Glycolaldehyde formation mediated by interstellar amorphous ice: a computational study

TL;DR

This study investigates a new formation pathway for glycolaldehyde on interstellar amorphous ice surfaces, showing significant energy barrier reduction and implications for its abundance in space.

Contribution

It introduces a computational approach to compare gas-phase and surface-mediated formation of glycolaldehyde, highlighting the role of amorphous ice in reducing reaction barriers.

Findings

Energy barrier reduced by 49% on average on ice surfaces.

Glycolaldehyde can desorb promptly after formation.

Surface reactions significantly influence glycolaldehyde abundance.

Abstract

Glycolaldehyde (HOCH2CHO) is the most straightforward sugar detected in the Interstellar Medium (ISM) and participates in the formation pathways of molecules fundamental to life, red such as ribose and derivatives. Although detected in several regions of the ISM, its formation route is still debated and its abundance cannot be explained only by reactions in the gas phase.
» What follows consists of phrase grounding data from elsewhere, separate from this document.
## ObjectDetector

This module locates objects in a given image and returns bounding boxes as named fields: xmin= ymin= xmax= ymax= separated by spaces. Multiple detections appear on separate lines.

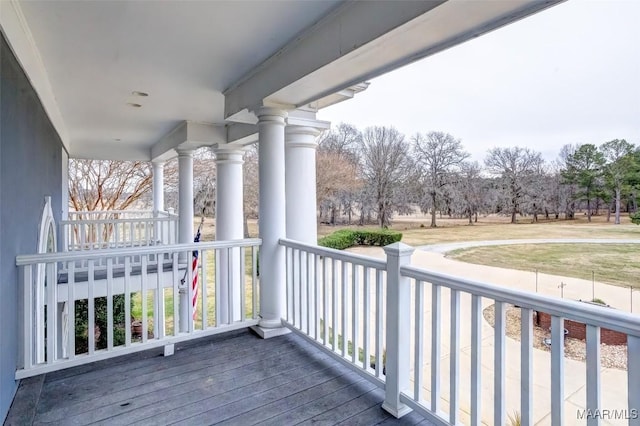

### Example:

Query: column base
xmin=381 ymin=402 xmax=412 ymax=418
xmin=250 ymin=325 xmax=291 ymax=339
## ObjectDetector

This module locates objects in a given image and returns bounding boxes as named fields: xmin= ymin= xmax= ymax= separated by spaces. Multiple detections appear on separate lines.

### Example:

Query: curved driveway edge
xmin=417 ymin=238 xmax=640 ymax=254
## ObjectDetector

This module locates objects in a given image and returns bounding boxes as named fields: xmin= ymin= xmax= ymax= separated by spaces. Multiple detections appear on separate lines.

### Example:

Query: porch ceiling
xmin=8 ymin=0 xmax=340 ymax=160
xmin=1 ymin=0 xmax=562 ymax=161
This work explores a new gas-phase formation mechanism for glycolaldehyde and compares the energy barrier reduction when the same route happens on the surface of amorphous ices. The first step of the mechanism involves the formation of a carbon-carbon bond between formaldehyde (H2CO) and the formyl radical (HCO), with an energy barrier of 27 kJ mol-1 (gas-phase). The second step consists of barrierless hydrogen addition. Density functional calculations under periodic boundary conditions were applied to study this reaction path on 10 different amorphous ice surfaces through an Eley-Rideal type mechanism. It was found that the energy barrier is reduced on average by 49 per cent, leading in some cases to a 100 per cent reduction. The calculated adsorption energy of glycolaldehyde suggests that it can be promptly desorbed to the gas phase after its formation. This work, thus contributes to explaining the detected relative abundances of glycolaldehyde and opens a new methodological framework for studying the formation routes for Complex Organic Molecules (COMs) in interstellar icy grains.